I asked the Taliban about their sudden interest in battling climate change.
Image: Abdul Khaliq, AP

On February 26, Taliban leader Mullah Hibatullah Akhundzada took to social media to ask Afghans to "plant one or several fruit or non-fruit trees for the beautification of Earth and the benefit of almighty Allah's creations."

The announcement proved strange not only because of its message but also because, though the Taliban might issue many such statements, Akhundzada rarely signs them. So I contacted Qari Muhammad Yousuf Ahmadi and Zabihullah Mujahid, spokesmen for the Islamic Emirate of Afghanistan, the Taliban's self-styled government in exile, to talk about the insurgents' counterintuitive plans to go green.

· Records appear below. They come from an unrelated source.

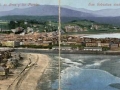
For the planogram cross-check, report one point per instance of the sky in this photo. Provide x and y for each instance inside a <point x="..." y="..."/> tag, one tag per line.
<point x="87" y="4"/>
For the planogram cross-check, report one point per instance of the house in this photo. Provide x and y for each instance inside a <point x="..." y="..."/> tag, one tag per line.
<point x="10" y="43"/>
<point x="61" y="48"/>
<point x="92" y="48"/>
<point x="104" y="44"/>
<point x="91" y="44"/>
<point x="2" y="71"/>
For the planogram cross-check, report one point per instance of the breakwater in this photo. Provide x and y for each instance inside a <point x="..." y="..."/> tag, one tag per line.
<point x="41" y="51"/>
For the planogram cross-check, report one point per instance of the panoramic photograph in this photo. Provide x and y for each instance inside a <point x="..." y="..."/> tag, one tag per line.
<point x="60" y="45"/>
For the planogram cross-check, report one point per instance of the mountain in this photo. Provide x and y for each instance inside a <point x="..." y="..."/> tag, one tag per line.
<point x="100" y="13"/>
<point x="46" y="10"/>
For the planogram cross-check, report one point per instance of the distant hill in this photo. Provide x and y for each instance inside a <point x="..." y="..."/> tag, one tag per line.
<point x="50" y="12"/>
<point x="46" y="10"/>
<point x="100" y="13"/>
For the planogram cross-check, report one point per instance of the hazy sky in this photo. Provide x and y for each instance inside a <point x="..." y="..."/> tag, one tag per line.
<point x="88" y="4"/>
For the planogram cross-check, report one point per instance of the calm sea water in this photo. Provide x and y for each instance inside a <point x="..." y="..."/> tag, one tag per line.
<point x="88" y="72"/>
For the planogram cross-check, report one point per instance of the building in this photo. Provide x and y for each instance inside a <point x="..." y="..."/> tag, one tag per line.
<point x="2" y="71"/>
<point x="91" y="44"/>
<point x="92" y="48"/>
<point x="10" y="43"/>
<point x="62" y="48"/>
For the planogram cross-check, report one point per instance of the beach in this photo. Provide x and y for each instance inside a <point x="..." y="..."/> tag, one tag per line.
<point x="29" y="78"/>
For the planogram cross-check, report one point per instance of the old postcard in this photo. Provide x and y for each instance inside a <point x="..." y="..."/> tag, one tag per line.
<point x="60" y="45"/>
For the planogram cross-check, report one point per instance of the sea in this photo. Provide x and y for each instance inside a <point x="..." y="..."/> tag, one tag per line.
<point x="84" y="72"/>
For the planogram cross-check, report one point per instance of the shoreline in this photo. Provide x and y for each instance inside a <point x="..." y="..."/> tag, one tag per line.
<point x="41" y="51"/>
<point x="28" y="80"/>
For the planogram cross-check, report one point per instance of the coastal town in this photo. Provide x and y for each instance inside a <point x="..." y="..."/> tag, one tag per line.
<point x="30" y="38"/>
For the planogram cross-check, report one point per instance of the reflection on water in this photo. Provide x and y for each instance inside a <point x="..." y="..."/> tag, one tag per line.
<point x="74" y="78"/>
<point x="83" y="72"/>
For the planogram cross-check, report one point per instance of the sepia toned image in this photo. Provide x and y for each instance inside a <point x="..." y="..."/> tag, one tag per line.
<point x="60" y="45"/>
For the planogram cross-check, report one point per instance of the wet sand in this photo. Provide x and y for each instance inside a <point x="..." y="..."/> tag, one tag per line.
<point x="30" y="79"/>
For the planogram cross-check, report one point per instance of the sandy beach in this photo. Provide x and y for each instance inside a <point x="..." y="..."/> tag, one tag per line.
<point x="29" y="78"/>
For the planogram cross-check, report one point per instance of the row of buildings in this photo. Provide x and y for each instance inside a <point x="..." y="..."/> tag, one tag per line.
<point x="51" y="39"/>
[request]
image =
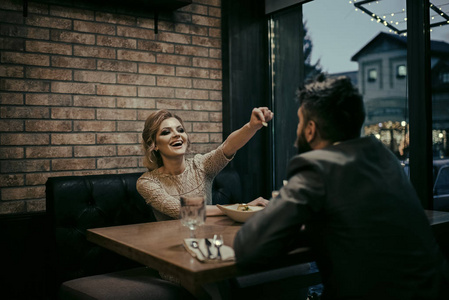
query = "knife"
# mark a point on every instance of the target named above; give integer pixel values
(208, 244)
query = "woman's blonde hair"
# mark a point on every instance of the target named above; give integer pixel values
(152, 158)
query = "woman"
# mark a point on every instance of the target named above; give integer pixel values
(171, 175)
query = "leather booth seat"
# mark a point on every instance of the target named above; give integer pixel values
(77, 203)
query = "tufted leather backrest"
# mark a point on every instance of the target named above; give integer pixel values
(77, 203)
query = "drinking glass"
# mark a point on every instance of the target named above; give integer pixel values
(193, 213)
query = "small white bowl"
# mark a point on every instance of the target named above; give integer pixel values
(237, 215)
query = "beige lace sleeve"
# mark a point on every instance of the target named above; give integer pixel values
(155, 195)
(213, 162)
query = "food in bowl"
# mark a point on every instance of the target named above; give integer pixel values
(239, 212)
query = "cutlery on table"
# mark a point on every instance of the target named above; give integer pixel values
(195, 245)
(208, 244)
(218, 242)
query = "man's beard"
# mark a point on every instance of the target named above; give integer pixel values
(302, 144)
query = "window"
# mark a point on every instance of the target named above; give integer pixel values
(372, 75)
(401, 71)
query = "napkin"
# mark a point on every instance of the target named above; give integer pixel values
(227, 253)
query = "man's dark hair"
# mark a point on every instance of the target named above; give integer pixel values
(335, 105)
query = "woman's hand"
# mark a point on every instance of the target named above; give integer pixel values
(260, 117)
(259, 202)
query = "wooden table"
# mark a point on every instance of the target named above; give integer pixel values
(159, 245)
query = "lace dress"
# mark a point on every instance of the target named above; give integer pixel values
(163, 191)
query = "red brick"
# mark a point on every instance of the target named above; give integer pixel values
(90, 51)
(11, 98)
(191, 50)
(94, 151)
(11, 44)
(191, 29)
(73, 164)
(136, 103)
(24, 166)
(44, 125)
(206, 41)
(11, 125)
(192, 94)
(207, 84)
(72, 138)
(21, 193)
(174, 104)
(73, 113)
(41, 178)
(46, 73)
(155, 92)
(37, 33)
(23, 112)
(174, 38)
(11, 180)
(73, 63)
(135, 126)
(156, 69)
(116, 114)
(174, 82)
(136, 56)
(138, 33)
(215, 74)
(117, 138)
(116, 90)
(206, 63)
(215, 95)
(116, 42)
(72, 37)
(216, 138)
(94, 126)
(11, 153)
(193, 116)
(93, 101)
(215, 32)
(215, 53)
(117, 66)
(206, 105)
(156, 46)
(51, 22)
(129, 150)
(94, 76)
(173, 59)
(24, 85)
(206, 21)
(48, 152)
(21, 139)
(72, 13)
(192, 72)
(12, 207)
(136, 79)
(36, 205)
(116, 162)
(48, 99)
(216, 117)
(207, 127)
(72, 88)
(48, 47)
(94, 27)
(25, 59)
(215, 12)
(115, 18)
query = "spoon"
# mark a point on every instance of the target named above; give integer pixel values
(218, 242)
(195, 245)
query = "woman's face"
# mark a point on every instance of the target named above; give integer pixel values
(171, 139)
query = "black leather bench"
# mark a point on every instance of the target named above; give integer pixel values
(77, 203)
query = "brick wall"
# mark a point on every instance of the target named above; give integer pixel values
(77, 83)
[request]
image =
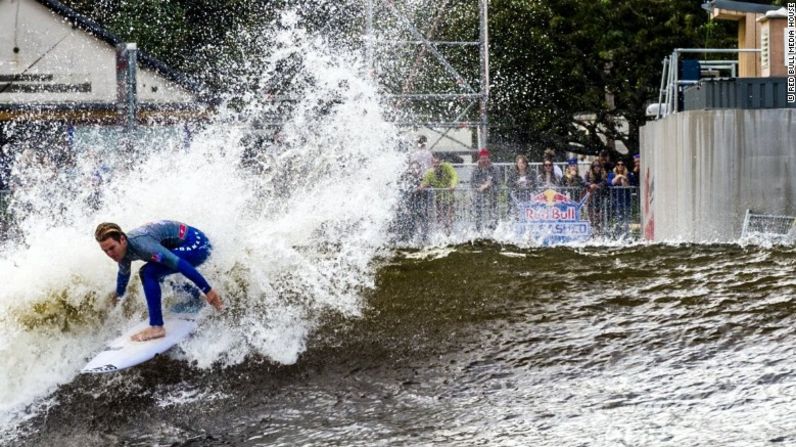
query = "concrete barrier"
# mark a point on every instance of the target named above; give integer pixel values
(701, 171)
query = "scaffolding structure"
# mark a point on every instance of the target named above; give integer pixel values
(465, 96)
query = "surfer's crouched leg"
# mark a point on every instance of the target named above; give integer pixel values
(151, 274)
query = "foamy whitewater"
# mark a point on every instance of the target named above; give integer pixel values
(294, 233)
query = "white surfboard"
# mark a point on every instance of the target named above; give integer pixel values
(123, 352)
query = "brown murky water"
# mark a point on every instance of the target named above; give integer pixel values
(493, 345)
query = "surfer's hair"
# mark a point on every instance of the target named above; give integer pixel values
(108, 230)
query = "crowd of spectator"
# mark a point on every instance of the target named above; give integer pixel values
(606, 188)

"The US invasion destroyed many sectors of Afghanistan, including the environment, in a very bad way and for the long term," Mujahid told me via WhatsApp. "The Islamic Emirate of Afghanistan has the perfect plan for environmental protection through planting trees. Every citizen of the country should plant at least one tree a year. Also, we support all actions taken for the support of the environment, including the state's efforts to invest in this sector. In fact, we support any action to this end."

Reached over Viber, Ahmadi added, "Planting trees has many benefits, which have a good impact on the environment."

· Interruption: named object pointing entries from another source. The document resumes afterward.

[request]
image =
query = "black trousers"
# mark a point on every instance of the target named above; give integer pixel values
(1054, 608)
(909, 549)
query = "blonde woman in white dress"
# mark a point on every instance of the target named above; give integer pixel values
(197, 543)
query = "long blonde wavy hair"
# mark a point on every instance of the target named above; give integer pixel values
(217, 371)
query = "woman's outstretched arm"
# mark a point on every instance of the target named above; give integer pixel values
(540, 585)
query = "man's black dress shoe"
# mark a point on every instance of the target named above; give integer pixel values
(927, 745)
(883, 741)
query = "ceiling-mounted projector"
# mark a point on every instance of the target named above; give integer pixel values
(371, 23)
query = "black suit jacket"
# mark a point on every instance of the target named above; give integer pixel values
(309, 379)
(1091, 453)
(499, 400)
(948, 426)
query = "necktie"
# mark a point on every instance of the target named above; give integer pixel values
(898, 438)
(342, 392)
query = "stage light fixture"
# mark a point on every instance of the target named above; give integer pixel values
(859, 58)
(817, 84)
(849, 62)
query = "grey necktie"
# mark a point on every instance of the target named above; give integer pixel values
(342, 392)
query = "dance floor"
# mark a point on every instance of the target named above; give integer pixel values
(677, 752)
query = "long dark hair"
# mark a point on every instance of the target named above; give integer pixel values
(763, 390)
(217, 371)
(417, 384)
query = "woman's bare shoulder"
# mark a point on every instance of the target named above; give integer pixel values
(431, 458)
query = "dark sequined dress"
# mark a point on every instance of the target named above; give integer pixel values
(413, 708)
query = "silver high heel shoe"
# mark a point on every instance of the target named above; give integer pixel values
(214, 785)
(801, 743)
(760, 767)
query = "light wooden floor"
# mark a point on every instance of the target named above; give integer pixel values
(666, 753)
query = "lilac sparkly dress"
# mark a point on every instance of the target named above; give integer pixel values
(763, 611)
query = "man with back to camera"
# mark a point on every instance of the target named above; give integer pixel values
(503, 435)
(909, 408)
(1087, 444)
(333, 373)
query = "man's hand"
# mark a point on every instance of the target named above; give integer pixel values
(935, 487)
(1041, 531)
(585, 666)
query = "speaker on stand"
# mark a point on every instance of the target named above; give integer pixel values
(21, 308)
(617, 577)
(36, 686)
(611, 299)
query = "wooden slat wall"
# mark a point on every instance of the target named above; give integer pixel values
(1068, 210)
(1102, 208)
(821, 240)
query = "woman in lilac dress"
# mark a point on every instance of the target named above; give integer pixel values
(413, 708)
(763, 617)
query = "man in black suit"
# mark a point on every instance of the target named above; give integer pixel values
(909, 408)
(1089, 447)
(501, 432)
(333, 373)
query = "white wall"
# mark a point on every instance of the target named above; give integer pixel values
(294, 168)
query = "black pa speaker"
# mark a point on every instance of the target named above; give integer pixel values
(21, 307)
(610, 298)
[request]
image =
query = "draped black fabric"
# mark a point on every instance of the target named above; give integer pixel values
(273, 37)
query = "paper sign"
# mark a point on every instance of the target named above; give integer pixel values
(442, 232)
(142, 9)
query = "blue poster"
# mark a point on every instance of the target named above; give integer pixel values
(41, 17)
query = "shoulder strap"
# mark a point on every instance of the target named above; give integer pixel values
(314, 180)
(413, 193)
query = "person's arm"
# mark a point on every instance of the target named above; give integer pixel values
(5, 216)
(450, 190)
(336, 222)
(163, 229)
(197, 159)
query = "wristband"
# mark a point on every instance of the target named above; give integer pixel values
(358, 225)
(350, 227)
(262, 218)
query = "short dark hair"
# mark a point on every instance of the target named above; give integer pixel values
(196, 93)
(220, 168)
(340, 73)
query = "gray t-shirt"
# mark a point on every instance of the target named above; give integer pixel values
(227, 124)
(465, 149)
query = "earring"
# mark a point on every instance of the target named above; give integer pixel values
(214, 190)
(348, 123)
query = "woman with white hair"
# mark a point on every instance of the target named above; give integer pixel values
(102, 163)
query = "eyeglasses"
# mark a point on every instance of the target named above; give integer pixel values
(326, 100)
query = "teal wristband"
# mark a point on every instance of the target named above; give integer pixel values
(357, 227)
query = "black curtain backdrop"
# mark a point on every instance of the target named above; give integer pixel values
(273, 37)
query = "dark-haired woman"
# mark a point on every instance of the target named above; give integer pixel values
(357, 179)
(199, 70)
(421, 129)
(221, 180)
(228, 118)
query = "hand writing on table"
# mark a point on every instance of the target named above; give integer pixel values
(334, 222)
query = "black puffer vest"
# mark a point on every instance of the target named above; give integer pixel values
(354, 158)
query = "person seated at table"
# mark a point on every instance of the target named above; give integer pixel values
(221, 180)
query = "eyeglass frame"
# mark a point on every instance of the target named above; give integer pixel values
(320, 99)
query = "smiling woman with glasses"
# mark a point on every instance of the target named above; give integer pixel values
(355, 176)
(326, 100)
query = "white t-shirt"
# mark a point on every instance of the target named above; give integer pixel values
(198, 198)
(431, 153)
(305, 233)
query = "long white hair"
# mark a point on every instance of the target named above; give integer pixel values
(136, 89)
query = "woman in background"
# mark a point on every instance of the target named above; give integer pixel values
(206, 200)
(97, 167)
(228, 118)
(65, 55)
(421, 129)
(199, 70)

The Taliban would prove far from the first terrorist organization to embrace environmentalism. Osama bin Laden, the insurgents' onetime ally, also lent his support to environmentalists by slamming climate change denial in the Western world.

A message on Taliban Telegram.

Of course, the Taliban's actions contradict its statements: the insurgents have involved themselves in illegal logging, illegal mining, and—the linchpin of the Taliban's war economy—the illegal drug trade. Short term at least, the insurgents have only contributed to climate change. Deforestation hastens global warming, and mining can lead to environmental degradation. Growing opium, on which the Taliban has a near monopoly, results in habitat destruction and soil erosion while processing it often requires hazardous materials.

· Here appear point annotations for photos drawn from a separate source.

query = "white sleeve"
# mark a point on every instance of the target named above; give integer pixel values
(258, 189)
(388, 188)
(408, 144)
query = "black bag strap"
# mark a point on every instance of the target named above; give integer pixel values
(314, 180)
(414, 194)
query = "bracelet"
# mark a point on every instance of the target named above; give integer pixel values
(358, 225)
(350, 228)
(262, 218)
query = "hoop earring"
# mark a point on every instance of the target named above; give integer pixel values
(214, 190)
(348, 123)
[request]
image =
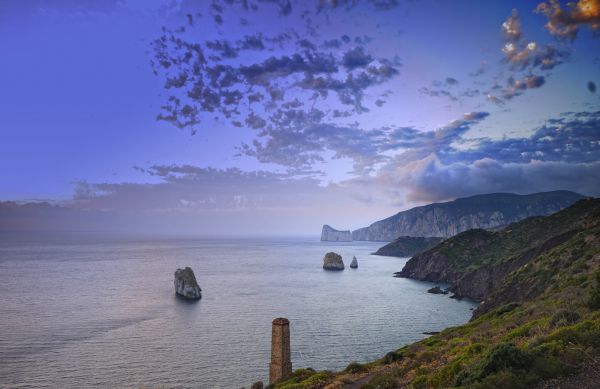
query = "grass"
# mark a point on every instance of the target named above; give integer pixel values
(552, 330)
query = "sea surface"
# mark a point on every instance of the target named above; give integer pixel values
(101, 312)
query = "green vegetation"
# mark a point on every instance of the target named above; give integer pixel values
(545, 322)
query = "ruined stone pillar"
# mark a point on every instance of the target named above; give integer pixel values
(281, 360)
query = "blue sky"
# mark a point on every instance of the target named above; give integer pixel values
(289, 114)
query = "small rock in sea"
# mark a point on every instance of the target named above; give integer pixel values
(186, 284)
(333, 261)
(257, 385)
(437, 290)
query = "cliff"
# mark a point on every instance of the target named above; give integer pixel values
(329, 233)
(407, 246)
(488, 211)
(476, 262)
(539, 323)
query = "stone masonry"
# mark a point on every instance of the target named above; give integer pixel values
(281, 361)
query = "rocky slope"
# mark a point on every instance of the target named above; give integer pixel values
(538, 326)
(407, 246)
(476, 262)
(329, 233)
(487, 211)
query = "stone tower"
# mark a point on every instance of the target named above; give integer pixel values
(281, 361)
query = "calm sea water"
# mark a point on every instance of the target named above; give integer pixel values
(102, 312)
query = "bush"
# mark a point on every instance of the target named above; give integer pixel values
(420, 382)
(594, 300)
(383, 381)
(564, 317)
(355, 367)
(392, 356)
(503, 357)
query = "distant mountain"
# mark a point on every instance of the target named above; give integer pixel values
(447, 219)
(475, 262)
(538, 323)
(407, 246)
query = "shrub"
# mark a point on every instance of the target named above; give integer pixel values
(503, 357)
(420, 382)
(383, 381)
(392, 356)
(594, 300)
(355, 367)
(564, 317)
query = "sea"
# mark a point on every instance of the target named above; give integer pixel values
(100, 311)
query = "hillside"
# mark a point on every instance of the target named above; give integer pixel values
(447, 219)
(539, 326)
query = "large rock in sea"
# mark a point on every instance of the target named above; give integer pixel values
(330, 234)
(186, 284)
(333, 261)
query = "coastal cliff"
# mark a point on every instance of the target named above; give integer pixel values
(407, 246)
(476, 262)
(488, 211)
(538, 325)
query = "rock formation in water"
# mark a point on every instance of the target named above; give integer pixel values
(330, 234)
(407, 246)
(437, 290)
(333, 261)
(488, 211)
(186, 284)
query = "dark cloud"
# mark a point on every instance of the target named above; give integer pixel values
(573, 138)
(522, 54)
(516, 87)
(562, 154)
(356, 58)
(451, 81)
(564, 23)
(210, 79)
(300, 139)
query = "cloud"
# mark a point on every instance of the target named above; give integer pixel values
(564, 23)
(561, 154)
(522, 54)
(429, 180)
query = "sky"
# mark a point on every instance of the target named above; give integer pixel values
(278, 116)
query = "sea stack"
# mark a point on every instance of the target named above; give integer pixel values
(281, 360)
(333, 261)
(186, 284)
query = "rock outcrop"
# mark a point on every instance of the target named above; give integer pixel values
(476, 262)
(333, 261)
(330, 234)
(437, 290)
(186, 284)
(407, 246)
(488, 211)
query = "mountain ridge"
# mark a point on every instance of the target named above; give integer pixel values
(446, 219)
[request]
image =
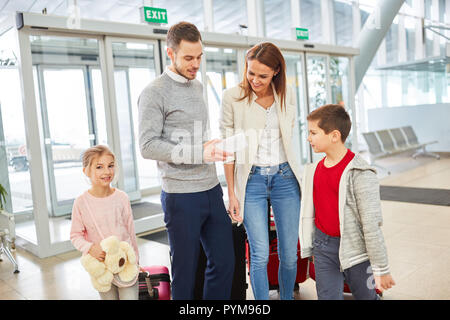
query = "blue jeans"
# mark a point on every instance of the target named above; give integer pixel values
(191, 219)
(278, 184)
(329, 277)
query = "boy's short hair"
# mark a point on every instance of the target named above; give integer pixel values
(332, 117)
(182, 31)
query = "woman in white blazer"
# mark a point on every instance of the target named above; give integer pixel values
(263, 109)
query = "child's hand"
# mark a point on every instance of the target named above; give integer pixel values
(384, 282)
(97, 252)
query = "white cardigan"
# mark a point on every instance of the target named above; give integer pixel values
(242, 116)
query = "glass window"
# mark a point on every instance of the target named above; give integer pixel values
(14, 126)
(134, 68)
(311, 19)
(183, 10)
(228, 15)
(221, 73)
(410, 29)
(317, 78)
(278, 19)
(343, 22)
(17, 178)
(68, 85)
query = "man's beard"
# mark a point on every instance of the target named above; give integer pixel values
(180, 72)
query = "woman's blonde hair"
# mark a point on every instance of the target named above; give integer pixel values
(93, 152)
(270, 55)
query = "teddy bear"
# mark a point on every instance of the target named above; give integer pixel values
(120, 261)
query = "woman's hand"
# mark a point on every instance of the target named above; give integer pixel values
(97, 252)
(233, 209)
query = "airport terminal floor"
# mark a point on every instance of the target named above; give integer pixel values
(416, 237)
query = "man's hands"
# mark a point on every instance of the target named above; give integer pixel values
(97, 252)
(212, 154)
(233, 208)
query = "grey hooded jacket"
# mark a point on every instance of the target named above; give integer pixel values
(360, 217)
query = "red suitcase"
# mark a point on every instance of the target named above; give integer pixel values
(154, 284)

Captain Bill Salvin, spokesman for Resolute Support, the American-led coalition acting as the Afghan government's best hope for survival, noted how else the insurgents had failed to practice what they preached.

"The biggest environmental impact the Taliban has had in Afghanistan is hundreds of thousands of improvised explosive devices have planted [ sic] all over the country," Salvin told me. "Those IEDs kill and maim hundreds children [ sic], women and civilians every year." Resolute Support, however, has also harmed the environment by exacerbating land degradation and water scarcity.

It's likely that the Taliban just wants to lay the groundwork for a potential return to governance, and planting trees is good PR. Until then, its environmental policies amount to little more than fantasies. "The Islamic Emirate is not opposed to industrialization because we are a backward country and industrialization can play an important role in the growth of our economy," said Mujahid.

"If we could, we would do great work in this sector."